# 05 Nissan X Trail, looks imaculate, should I BUY?



## ccrew (May 17, 2011)

Hello Nissan friends!
Re: Purchasing an 05 Nissan X trail:

I have a hard decission to make, I have been doing a lot of researching and I'm just not sure if I should buy this vehicle or not! I really can't afford a payment as well as constant repairs. 
It looks like a new car, but has 180,000 km's on it. 
I may be unsure but not stupid, we are taking it to a mechanic as it is being sold "as is" (the dealer we are purchasing it from want about $1500 more to safety and certify, forget that!) even if it happens to need NOTHING! 
Anyway with this many km's on it and it looking so polished I would imagine that it has been cared for very well and that any issues were fixed promptly. 
I have a ton of things that I want our mechanic to check, (poor guy) but is there anything that anyone suggests I have looked at? And no he isn't NiSSAN but has been servicing my Subaru for years and doing fine (we did get the head gaskets for the Subaru fixed at a Subaru dealer though). Is there any way to tell what things have been fixed (since Nissan apparently doesn't do even "Global" recalls! :lame:
I'm just not sure if some people just got lemons or the vehicles had previous owners sometimes that were hard on the vehicles or towing etc. 
Tanks for any advice, ccrew


----------



## lobogobo (May 12, 2009)

Hi ccrew.
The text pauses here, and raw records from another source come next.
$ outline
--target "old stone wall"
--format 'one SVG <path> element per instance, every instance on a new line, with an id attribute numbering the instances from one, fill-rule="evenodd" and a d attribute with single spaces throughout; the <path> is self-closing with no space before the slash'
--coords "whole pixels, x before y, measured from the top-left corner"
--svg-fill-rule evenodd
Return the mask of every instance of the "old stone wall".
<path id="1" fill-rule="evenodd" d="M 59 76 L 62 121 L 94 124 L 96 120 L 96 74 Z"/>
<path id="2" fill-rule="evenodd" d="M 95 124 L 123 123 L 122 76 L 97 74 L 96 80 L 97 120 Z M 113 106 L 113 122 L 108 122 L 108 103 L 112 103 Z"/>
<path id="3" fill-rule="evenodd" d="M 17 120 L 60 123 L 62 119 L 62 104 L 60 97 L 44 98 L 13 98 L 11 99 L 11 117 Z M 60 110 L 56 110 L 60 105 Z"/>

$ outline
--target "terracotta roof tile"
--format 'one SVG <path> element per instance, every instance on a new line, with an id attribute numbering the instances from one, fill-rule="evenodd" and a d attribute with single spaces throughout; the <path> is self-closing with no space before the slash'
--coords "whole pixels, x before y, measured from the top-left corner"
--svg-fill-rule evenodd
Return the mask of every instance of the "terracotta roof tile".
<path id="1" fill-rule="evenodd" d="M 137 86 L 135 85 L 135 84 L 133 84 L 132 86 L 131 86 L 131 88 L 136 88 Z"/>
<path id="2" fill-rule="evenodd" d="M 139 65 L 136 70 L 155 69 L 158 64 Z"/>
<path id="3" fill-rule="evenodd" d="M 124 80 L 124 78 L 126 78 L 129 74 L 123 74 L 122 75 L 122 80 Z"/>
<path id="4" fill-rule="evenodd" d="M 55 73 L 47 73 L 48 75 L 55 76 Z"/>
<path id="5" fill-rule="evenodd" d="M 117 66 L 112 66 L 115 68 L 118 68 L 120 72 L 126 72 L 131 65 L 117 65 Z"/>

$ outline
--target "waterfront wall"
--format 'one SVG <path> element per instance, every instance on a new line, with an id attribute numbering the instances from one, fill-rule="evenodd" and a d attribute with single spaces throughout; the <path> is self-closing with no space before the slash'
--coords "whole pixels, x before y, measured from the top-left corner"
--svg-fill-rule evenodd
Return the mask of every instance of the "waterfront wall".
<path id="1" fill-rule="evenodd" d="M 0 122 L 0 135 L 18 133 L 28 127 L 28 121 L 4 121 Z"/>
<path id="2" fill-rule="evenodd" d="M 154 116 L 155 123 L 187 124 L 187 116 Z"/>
I owned an 06 Xtrail I purchased with 50,000 k's. At 80,000 I had to change all the brake pads. The dealer changed the wheel bearings on drivers side. It seems the X's have a problem with the bearings. Thank God it was under warranty. Then I traded it in. Other than that I liked the vehicle. Sure was cheap on gas. I personally wouldn't buy a vehicle with more than 100,000 on it. But that is just me. As far as trying to tell what has been done, unless you see receipts or the dealer has a record, there's no way to tell. If it's being sold as is from the dealer, I'd expect to get it for next to nothing. Also you won't have a warranty. I got 8 grand from the dealer on trade here in Canada and mine was able to pass the safety. How much does the dealer want?


----------



## ccrew (May 17, 2011)

Hi Lobogobo 
We will find out all about it tomorrow (as it's going to our mechanic) there is definately no warrenty by now (2011). They want $6500 and of course fees and taxes will be about another thousand. So out the door prob $7500 or so. I'm not kidding it looks as if it's been kept in a show room (and it was local lady driven) we live in Cottage Country Ontario, so we get a lot of snow and salt which makes me wonder how she kept it so perfect especially with so many km's on it! We offered less (cash) but he said he needs to get $65. If I find out and have time prior to going to work I will post what our mechanic says. If not I will post after 9 pm or the next day. I don't know if our mechanic will have time to check all the regula things as well as all that I have to check in a list LOL! Wish me luck! I do like this vehicle but don't want a lemon! Thanks for your reply, ccrew


----------



## lobogobo (May 12, 2009)

They are nice vehicles but they sure aren't power houses. We are on the hwy all the time so we like some some umph. We traded ours in for a new XTerra. Post back with results.


----------



## ccrew (May 17, 2011)

*should I buy?*

Lobogobo
Thanks, and well I don't really need a power house vehicle, just one that is good in snow and reliable. Right now I have also a 4 cylinder 1998 Subaru Forrester (wish I could keep for back up as it is an old reliable) but too many little things that wouldn't cost so little need fixed. I feel a sense of Dejavu as I researched the (first ever Forrester) Subaru (98) and found it would need head gaskets and had it checked and told anyone that would listen but no one listened, we bought it and sure enough........ 
I just hope it's not a money pit as it has been for some.
Thanks, will let you know, it's in the shop as I write.... 
ccrew


----------



## ccrew (May 17, 2011)

Lobogobo
Sadly I decided to not purchase this beauty 
He went down another $500, but still it had too many km's and too much issues with them as I have been reading. Also it has been freshly painted (no wonder she's such a beauty!) And they say it's not a good sign to find that a vehicle for sale has just been painted makes one wonder what they are up to (covering rust etc.) 
Thanks for your help, and fortunately my ol Subaru is still reliable to take me around until the time in which I find my prince, LOL, ccrew


----------